The decision to withdraw support is widely interpreted as a move to curb excess production from financially weak players. Numerous small and mid-sized Chinese solar firms continued operating despite limited market competitiveness, relying heavily on state subsidies and contributing to chronic overcapacity. This dynamic eroded the profitability of leading manufacturers and intensified criticism from Western countries that China was distorting global market order. By reducing financial support, Beijing appears to be accelerating industry consolidation around firms capable of surviving without subsidies while also seeking to ease trade frictions.

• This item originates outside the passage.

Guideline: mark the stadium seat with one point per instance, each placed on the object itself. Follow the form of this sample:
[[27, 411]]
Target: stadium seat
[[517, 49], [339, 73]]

Potential Narrowing of Renewable–Nuclear Cost Gap
Market participants suggest that sustained increases in Chinese solar product prices could reshape the broader energy landscape. Solar and wind power currently rank as the lowest-cost sources of electricity across most regions globally. According to BloombergNEF’s Levelized Cost of Electricity (LCOE) analysis released in December 2023 for the second half of that year, the global average LCOE stood at $0.041 per kilowatt-hour for solar, $0.040 for onshore wind, and $0.081 for offshore wind, compared with $0.231 for nuclear power, implying a cost differential of roughly three to six times.
The sharp decline in solar LCOE over the past decade has been closely tied to China’s aggressive price competition. Solar module prices have fallen by nearly 90%, from about $1.8 per watt in 2010 to below $0.2 per watt in recent periods. China’s dominance across 70% to 90% of the supply chain enabled large-scale capacity expansions and sustained price reductions. As modules constitute a core component of solar power plant capital expenditures, lower upfront investment reduces financing and depreciation burdens, structurally driving down LCOE.
Should prices of Chinese-made modules—central to the global supply chain—continue to rebound, solar LCOE would likely face upward pressure. Solar generation requires minimal fuel costs but remains highly capital-intensive, rendering electricity costs sensitive to fluctuations in module pricing. Some analysts contend that if the cost advantage of renewables weakens, the gap with nuclear power—particularly as small modular reactors pursue shorter construction timelines and cost efficiencies—could narrow once again.